Define custom callbacks
Many things can go wrong during ML training (incorrect driver versions, plateaued metrics, etc) that could result in wasted GPUs and time. The Aim callbacks API helps to define custom callbacks to be executed at any point during ML training - a programmable way to guard ML training from wasting resources.
Callbacks can actually encompass any programmable functionality, such as logging messages and sending notifications, or killing the training process when the given condition is met.
Callbacks
Terms:
callback - python function that implements a custom logic to be executed at a certain point during the training.
callbacks class - python class to group callback functions. Can be used to share state between different callbacks (example below).
event - represents an event to be bound to the training.
The callbacks API:
TrainingFlow - defines the training flow/events.
events.on.* - decorators to define when the callback function is executed.
The list of currently available training events:
events.on.training_started - called after the training start.
events.on.training_successfully_finished - called after the training is successfully finished, meaning no unexpected exceptions are raised, even a manual keyboard interruption (ctrl+C). Please note that programmatic early stopping is considered as a successful finish.
events.on.training_metrics_collected - called after the training metrics are calculated and ready to be logged. Typically called at each N batches.
events.on.validation_metrics_collected - called after the validation metrics are calculated and ready to be logged. Mostly called only once, after the validation loop is finished.
events.on.init - automatically called after the callbacks class initialization and before all the other events. Must not be called manually. Typical use-case can be initializing a shared state for callback functions (example below).
Example
The below example demonstrates how to implement custom callbacks to check and notify, when:
wrong driver versions are installed.
gnorm metrics explode.
model starts to overfit.
Defining the callbacks
from aim.sdk.callbacks import events
class MyCallbacks:
@events.on.init # Called when initializing the TrainingFlow object
def init_gnorm_accumulators(self, **kwargs):
# Initialize a state to collect gnorm values over training process
self.gnorm_sum = 0
self.gnorm_len = 0
@events.on.init
def init_ppl_accumulators(self, **kwargs):
# Initialize a state to collect ppl values over training process
self.ppl_sum = 0
self.ppl_len = 0
@events.on.init
def init_metrics_accumulators(self, **kwargs):
# Collect only the last 100 appended values
self.last_train_metrics = deque(maxlen=100)
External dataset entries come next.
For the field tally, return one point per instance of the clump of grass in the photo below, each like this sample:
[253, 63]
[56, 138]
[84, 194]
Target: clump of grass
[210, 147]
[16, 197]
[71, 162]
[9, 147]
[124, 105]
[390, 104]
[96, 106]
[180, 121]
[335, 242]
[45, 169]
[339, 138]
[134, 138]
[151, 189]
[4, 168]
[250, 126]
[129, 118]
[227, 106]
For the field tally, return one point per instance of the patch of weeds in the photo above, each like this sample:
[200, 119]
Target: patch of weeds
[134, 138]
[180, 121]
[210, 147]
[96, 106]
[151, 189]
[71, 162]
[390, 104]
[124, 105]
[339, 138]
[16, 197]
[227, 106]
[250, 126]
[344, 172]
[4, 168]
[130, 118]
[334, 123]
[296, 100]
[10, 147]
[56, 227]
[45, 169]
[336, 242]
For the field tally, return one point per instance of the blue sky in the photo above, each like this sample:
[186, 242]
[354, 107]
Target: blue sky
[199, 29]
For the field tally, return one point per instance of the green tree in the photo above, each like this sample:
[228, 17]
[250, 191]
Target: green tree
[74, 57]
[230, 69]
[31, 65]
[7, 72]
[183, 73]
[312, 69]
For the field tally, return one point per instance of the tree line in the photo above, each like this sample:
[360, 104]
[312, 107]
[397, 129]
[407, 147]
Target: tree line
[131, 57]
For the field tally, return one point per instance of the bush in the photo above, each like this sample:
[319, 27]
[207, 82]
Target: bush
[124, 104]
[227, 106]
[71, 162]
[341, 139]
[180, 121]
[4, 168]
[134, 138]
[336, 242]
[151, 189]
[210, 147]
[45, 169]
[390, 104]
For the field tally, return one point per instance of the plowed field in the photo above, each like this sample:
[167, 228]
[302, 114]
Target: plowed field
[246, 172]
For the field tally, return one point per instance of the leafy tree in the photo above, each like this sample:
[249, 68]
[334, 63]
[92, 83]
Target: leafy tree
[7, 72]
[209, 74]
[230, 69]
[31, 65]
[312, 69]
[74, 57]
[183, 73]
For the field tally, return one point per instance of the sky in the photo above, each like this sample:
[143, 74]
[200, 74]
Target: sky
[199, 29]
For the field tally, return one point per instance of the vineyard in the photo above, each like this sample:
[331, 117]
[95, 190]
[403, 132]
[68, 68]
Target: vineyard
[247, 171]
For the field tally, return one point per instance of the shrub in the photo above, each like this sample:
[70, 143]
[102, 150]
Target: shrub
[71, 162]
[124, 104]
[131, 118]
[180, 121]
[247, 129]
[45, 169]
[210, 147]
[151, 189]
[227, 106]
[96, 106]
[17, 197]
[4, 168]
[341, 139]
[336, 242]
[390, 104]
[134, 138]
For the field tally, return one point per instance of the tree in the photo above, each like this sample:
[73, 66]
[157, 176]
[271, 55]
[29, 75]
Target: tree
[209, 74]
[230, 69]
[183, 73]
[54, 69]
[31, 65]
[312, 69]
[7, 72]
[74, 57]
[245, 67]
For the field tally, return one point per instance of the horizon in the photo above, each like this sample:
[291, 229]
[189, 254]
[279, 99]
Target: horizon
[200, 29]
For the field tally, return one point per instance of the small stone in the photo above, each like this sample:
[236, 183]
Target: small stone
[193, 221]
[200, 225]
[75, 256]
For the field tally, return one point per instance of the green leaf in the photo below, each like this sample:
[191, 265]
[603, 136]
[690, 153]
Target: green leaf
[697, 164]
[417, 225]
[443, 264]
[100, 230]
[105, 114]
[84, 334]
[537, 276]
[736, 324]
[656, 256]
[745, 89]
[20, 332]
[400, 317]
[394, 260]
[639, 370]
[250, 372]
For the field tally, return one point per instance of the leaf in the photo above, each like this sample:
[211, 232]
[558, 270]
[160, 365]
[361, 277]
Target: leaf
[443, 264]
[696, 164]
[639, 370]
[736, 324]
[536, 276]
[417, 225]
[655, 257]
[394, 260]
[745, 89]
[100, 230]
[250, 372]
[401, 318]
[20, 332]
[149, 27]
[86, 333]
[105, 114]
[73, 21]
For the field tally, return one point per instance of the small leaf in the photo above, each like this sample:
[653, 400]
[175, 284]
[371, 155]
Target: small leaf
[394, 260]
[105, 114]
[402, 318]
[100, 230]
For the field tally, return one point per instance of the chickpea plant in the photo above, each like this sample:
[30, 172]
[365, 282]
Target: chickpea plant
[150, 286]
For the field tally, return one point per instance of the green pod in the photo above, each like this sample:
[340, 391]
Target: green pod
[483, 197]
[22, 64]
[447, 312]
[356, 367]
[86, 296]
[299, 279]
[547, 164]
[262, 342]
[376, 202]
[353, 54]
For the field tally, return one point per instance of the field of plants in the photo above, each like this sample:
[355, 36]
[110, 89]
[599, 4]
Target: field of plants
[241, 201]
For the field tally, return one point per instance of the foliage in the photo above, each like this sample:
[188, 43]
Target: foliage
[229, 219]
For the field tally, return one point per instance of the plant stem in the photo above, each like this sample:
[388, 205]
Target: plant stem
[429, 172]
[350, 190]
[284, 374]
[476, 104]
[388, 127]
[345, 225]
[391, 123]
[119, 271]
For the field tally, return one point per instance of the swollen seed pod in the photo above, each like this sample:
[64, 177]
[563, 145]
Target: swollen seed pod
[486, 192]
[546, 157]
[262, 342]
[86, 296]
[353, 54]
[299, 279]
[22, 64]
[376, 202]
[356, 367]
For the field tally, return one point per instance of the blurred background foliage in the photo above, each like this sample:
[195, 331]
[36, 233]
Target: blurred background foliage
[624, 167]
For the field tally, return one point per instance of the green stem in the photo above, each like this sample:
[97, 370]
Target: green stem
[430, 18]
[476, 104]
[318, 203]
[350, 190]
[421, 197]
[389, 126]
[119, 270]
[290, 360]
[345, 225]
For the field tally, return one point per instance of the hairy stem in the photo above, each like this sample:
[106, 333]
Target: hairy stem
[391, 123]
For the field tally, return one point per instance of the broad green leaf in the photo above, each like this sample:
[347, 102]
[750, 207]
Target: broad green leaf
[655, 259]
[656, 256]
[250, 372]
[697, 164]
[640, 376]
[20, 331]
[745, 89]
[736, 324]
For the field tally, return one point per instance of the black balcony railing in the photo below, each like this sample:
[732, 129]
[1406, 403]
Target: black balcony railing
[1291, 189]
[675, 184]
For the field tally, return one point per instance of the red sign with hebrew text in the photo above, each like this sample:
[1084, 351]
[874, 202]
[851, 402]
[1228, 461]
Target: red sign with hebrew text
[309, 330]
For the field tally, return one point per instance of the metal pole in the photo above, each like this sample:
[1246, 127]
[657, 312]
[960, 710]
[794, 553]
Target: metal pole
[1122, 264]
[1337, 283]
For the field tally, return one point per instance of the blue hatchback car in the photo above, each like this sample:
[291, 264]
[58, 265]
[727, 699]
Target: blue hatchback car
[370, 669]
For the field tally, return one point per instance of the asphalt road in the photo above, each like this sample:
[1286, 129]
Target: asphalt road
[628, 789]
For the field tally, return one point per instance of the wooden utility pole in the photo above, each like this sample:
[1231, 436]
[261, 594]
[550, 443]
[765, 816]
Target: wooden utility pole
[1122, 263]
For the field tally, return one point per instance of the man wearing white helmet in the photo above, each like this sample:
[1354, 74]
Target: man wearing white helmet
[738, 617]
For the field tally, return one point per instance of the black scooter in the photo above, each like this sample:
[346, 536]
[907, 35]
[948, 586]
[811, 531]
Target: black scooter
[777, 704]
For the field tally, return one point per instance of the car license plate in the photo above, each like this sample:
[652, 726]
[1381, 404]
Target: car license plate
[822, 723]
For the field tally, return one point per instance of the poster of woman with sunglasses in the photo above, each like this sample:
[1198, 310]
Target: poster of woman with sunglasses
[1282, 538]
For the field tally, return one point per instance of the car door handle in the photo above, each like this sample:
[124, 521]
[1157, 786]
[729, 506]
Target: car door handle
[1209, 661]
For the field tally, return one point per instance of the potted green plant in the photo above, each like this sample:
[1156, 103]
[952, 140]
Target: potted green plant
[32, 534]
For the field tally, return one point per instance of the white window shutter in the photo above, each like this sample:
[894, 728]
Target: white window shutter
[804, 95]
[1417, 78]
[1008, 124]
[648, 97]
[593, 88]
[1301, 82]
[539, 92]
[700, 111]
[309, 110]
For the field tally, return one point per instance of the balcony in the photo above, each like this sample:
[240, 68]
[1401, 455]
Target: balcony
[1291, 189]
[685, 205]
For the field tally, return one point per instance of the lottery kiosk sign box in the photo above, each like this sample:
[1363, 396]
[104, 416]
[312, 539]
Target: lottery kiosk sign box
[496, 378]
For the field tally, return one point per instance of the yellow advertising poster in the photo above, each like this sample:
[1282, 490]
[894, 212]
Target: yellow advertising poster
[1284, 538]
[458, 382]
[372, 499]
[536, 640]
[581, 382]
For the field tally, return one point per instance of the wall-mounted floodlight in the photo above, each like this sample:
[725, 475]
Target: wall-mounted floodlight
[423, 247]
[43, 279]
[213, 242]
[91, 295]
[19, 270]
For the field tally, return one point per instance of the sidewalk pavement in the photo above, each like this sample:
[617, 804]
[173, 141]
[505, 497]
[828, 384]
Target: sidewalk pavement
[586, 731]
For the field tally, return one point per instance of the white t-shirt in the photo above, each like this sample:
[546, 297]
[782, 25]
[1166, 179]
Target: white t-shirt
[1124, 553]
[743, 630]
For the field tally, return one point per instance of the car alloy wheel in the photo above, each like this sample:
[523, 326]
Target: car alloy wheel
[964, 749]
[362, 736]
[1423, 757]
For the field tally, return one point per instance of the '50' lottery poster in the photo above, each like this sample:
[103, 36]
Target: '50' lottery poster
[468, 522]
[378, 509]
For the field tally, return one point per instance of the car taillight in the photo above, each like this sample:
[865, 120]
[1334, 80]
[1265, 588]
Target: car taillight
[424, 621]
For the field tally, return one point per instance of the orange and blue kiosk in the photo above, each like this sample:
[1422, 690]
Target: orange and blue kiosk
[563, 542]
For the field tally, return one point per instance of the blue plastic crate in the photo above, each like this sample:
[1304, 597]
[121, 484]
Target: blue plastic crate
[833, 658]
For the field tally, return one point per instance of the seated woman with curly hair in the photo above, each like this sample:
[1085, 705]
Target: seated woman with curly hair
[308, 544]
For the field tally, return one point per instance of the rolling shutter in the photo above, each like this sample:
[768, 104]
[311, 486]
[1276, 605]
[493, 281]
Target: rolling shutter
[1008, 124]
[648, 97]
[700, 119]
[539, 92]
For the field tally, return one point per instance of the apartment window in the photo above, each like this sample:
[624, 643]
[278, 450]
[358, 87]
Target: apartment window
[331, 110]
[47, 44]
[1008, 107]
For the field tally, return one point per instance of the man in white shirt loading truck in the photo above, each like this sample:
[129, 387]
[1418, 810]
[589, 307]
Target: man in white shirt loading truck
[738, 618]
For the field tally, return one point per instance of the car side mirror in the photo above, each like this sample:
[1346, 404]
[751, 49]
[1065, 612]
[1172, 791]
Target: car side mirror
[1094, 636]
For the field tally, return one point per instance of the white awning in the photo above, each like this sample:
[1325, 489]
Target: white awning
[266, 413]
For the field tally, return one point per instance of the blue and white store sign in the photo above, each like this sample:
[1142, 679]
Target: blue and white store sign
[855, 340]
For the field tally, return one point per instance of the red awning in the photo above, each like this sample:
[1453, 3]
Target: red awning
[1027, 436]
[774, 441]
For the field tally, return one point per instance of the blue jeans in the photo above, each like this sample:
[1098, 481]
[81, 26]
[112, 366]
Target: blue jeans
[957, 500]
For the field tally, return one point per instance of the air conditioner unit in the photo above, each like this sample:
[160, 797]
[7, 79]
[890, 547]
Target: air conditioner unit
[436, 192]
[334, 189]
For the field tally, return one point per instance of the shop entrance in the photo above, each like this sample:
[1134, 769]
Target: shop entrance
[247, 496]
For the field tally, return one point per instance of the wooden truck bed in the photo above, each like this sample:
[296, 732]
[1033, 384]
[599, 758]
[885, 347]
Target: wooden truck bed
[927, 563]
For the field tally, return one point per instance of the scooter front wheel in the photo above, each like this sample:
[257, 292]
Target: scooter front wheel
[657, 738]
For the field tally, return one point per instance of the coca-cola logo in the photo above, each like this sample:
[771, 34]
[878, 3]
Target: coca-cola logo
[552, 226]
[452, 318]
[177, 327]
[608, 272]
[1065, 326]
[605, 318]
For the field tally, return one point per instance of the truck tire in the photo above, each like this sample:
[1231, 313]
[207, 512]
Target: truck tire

# NOTE: all the above methods can be merged into one,
# but are separated for readability reasons
@events.on.training_started
def check_cuda_version(self, run: aim.Run, **kwargs):
if run['__system_params', 'cuda_version'] != '11.6':
run.log_warning("Wrong CUDA version is installed!")
@events.on.training_metrics_collected
def check_gnorm_and_notify(
self,
metrics: Dict[str, Any],
step: int,
# always denotes the number of *training* steps
# `1 step per 4 batches` can be in case of gradient accumulation
epoch: int,
run: aim.Run,
**kwargs
):
current = metrics['gnorm'] # notice that it's the last one
# thus we need to use self.* to collect gnorm values
self.gnorm_sum += current
self.gnorm_len += 1
mean = self.gnorm_sum / self.gnorm_len
if current > 1.15 * mean:
run.log_warning(f'gnorms have exploded. mean: {mean}, '
'step {step}, epoch {epoch} ...')
@events.on.training_metrics_collected
def check_ppl_and_notify(
self,
metrics: Dict[str, Any],
step: int,
epoch: int,
run: aim.Run,
**kwargs
):
current = metrics['ppl'] # notice that it's the last one
# thus we need to use self.* to collect ppl values
self.ppl_sum += current
self.ppl_len += 1
mean = self.ppl_sum / self.ppl_len
if current > 1.15 * mean:
run.log_warning(f'ppl have exploded. mean: {mean}, '
'step {step}, epoch {epoch} ...')
@events.on.training_metrics_collected
def store_last_train_metrics(
self,
metrics: Dict[str, Any],
step: int,
epoch: int,
**kwargs,
):
self.last_train_metrics.append(metrics)
@events.on.validation_metrics_collected
def check_overfitting(
self,
metrics: Dict[str, Any],
epoch: int = None,
run: aim.Run,
**kwargs,
):
mean_train_ppl = sum(
metrics['ppl'] for metrics
in self.last_train_metrics
) / len(self.last_train_metrics)
if mean_train_ppl > 1.15 * metrics['ppl']:
run.log_warning(f'I think we are overfitting on epoch={epoch}')
Registering the callbacks
from aim import TrainingFlow, Run
aim_run = Run()
training_flow = TrainingFlow(run=aim_run, callbacks=[MyCallbacks()])
# or
training_flow = TrainingFlow(run=aim_run)
training_flow.register(MyCallbacks())